Athira's Alzheimer's Trial Fails, Stock Drops

Athira Pharma's journey through the challenging landscape of Alzheimer's disease research has hit a significant roadblock. The latest phase 2/3 trial for their drug, fosgonimeton, did not achieve its primary or key secondary endpoints, resulting in a sharp decline in the company's stock price. The Washington-based biotech company had previously gained attention in 2020 by raising substantial funds through an $85 million series B round and a subsequent $204 million. However, the optimism surrounding the company was short-lived.

In 2021, then-CEO Leen Kawas was accused of manipulating images in various papers, a scandal that led to her departure from Athira later that same year. Adding to the company's woes, it reported phase 2 trial failures in Alzheimer's and dementia in 2022 and 2023. The phase 2/3 trial was seen as an opportunity to redeem fosgonimeton and improve its public perception. Unfortunately, the study's outcomes did not provide the needed boost, causing Athira's share price to plummet by 73% to $0.76 in premarket trading—far below the levels seen after the Kawas scandal and a stark contrast to its post-IPO peak of over $30.

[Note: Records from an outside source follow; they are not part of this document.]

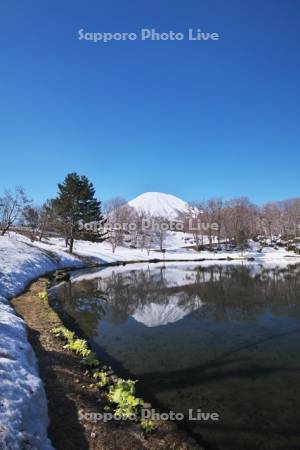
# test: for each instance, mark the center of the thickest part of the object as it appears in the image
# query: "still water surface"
(224, 339)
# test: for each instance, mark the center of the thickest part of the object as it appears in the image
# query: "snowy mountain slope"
(159, 204)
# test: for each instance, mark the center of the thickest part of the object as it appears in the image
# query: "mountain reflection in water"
(220, 338)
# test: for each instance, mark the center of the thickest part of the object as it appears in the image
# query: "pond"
(223, 339)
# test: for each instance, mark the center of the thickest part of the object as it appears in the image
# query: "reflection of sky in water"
(224, 339)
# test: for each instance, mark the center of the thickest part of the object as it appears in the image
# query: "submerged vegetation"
(120, 393)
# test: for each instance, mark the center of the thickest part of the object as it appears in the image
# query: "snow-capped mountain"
(159, 204)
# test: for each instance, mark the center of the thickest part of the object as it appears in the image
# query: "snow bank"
(23, 403)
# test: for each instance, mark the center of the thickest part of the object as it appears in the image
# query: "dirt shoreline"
(69, 390)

Investors abandoned the stock after Athira could not demonstrate that fosgonimeton effectively improved Alzheimer's outcomes. The trial involved 312 participants with mild to moderate Alzheimer's who were not on acetylcholinesterase inhibitors, comparing 26 weeks of daily subcutaneous fosgonimeton injections to a placebo. The Global Statistical Test, which combined cognitive assessments (ADAS-Cog11) and functional evaluations (ADCS-ADL23), showed that fosgonimeton was no better than the placebo, leading to the trial missing its primary endpoint. Additionally, fosgonimeton did not outperform the placebo on either the ADAS-Cog11 or ADCS-ADL23 scales.

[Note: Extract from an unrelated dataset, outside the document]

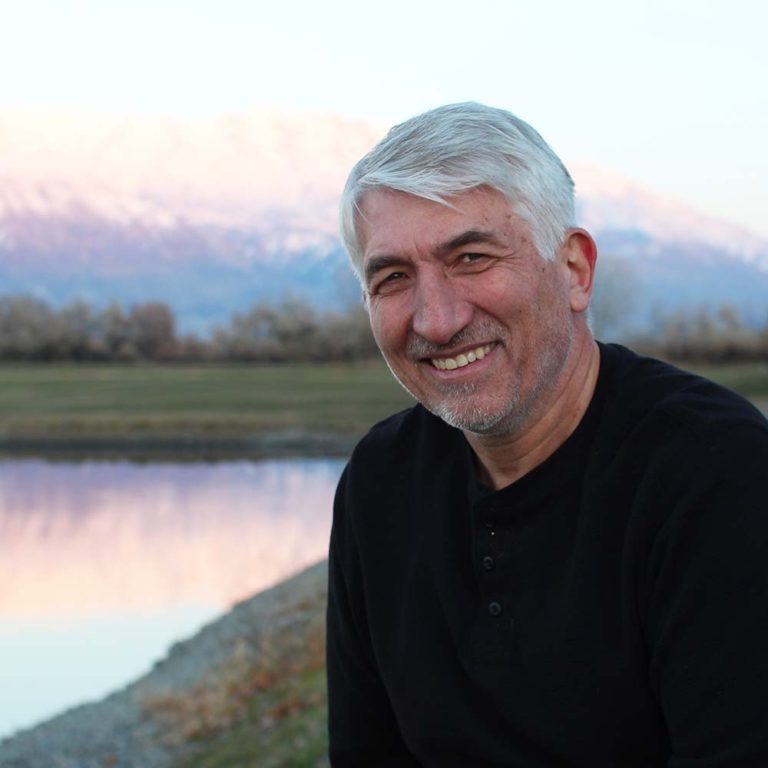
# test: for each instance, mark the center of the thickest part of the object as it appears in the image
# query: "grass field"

Despite these results, Athira stated that ADAS-Cog11 and ADCS-ADL23 “directionally favored fosgonimeton treatment,” although the differences were not statistically significant. Specifically, the cognition scale showed a nonsignificant difference of 0.70, and the function score showed a 0.67 difference. The most notable divergence between the treatment and placebo groups was observed in prespecified subgroups of patients likely to progress faster, such as those with moderate disease and APOE4 carriers.

Javier San Martin, M.D., Athira's Chief Medical Officer, suggested that the lack of clinical decline in the placebo group, coupled with the short duration of the study, might have affected the trial's ability to demonstrate fosgonimeton's efficacy. During a webinar in June, Athira CEO Mark Litton noted that historically, ADAS-Cog11 and ADCS-ADL23 scores decline by about two points over six months. The absence of such decline in the placebo group led Athira to conduct post hoc analyses on patients with worse baseline cognition to seek signs of efficacy.

Athira contended that the overall data indicates that positive modulation of HGF signaling could be beneficial in treating neurodegenerative diseases. This perspective is particularly significant for ATH-1105, another HGF modulator Athira is developing for amyotrophic lateral sclerosis (ALS). The results of the fosgonimeton trial may have broader implications for the future development and potential success of ATH-1105 in ALS.